Wow, talk about an inferiority complex. All the Windows apologists are out of the woodwork to gloat about… what, exactly? What flaw are we talking about? Precisely how would an attacker use this to hack OS X? We all KNOW how it works in Windows.
Call me unconcerned until an actual OS X exploit is reported. You know, like they are on Windows every few days?
this from a poster that has a nick name called “LordRobin” how fruitbucket is that? Are you the sheriff of sherwood forest? LOL
Wear green tights? Have a pointed hat? Swing from trees?

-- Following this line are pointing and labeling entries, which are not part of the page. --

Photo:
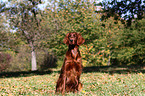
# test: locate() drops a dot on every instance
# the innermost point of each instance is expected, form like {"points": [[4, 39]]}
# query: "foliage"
{"points": [[4, 61], [129, 10], [93, 84]]}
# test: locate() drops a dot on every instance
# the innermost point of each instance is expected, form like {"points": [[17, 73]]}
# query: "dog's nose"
{"points": [[71, 40]]}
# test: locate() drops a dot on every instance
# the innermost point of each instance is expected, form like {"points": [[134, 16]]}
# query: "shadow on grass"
{"points": [[103, 69], [115, 69], [23, 73]]}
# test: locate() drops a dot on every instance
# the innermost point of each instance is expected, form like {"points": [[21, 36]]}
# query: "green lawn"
{"points": [[95, 84]]}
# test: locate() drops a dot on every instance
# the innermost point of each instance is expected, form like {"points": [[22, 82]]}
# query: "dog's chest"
{"points": [[74, 53]]}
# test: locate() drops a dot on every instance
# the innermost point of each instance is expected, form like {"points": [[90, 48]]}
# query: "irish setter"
{"points": [[69, 79]]}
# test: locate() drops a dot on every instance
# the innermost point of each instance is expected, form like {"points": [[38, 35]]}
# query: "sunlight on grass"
{"points": [[94, 84]]}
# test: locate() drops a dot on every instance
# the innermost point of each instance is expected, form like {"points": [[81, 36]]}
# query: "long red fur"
{"points": [[69, 79]]}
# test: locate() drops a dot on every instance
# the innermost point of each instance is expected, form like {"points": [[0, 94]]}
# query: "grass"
{"points": [[95, 84]]}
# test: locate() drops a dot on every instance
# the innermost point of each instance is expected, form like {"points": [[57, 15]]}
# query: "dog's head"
{"points": [[73, 38]]}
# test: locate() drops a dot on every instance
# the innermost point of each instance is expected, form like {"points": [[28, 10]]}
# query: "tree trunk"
{"points": [[33, 59]]}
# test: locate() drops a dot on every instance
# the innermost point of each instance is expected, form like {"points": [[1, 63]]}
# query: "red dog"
{"points": [[69, 79]]}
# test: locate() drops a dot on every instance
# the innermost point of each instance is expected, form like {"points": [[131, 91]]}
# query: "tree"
{"points": [[127, 11], [25, 18]]}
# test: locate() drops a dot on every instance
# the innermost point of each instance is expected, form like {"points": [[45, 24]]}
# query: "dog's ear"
{"points": [[66, 40], [80, 39]]}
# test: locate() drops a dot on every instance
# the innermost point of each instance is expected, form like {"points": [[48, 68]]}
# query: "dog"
{"points": [[69, 79]]}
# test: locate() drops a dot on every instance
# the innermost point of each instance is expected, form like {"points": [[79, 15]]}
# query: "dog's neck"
{"points": [[74, 50]]}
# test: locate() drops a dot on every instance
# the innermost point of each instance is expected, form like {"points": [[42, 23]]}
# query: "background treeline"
{"points": [[30, 32]]}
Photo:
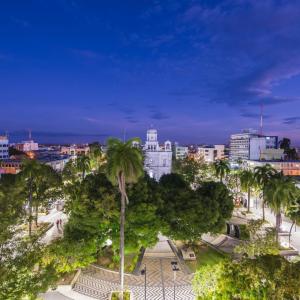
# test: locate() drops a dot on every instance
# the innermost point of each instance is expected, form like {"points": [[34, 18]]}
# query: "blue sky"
{"points": [[196, 70]]}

LordRobin’s your poster!
Wake me up when someone is actually affected by this issue.
There are no details about this exploit, because it would require the computer to be placed in a busy public area, turned on and running as root user, allowing every crackhead in the area to use the computer, have the crackhead open up iTunes, the crackhead must hear the one anti-crackhead song that will enrage him, which in turn will cause the crackhead to destroy the computer monitor.
There you are, the worlds first monitor exploit.
It reads…
Date Reported:
November 17, 2005
Vendor:
Apple
Description:
A remotely exploitable flaw exists that allows arbitrary code to be executed in the context of the logged in user.
Severity:
High (Remote Code Execution)
Software Affected:
Various Apple iTunes versions
Operating Systems Affected:
All Microsoft Operatins Systems
Status:
Initial report stage
—> Am I missing the one that says Mac OSX? Did they revise their bullshite statement? Did somebody misquote them? Did they check the dictionary to speel Operating (Operatins) correctly.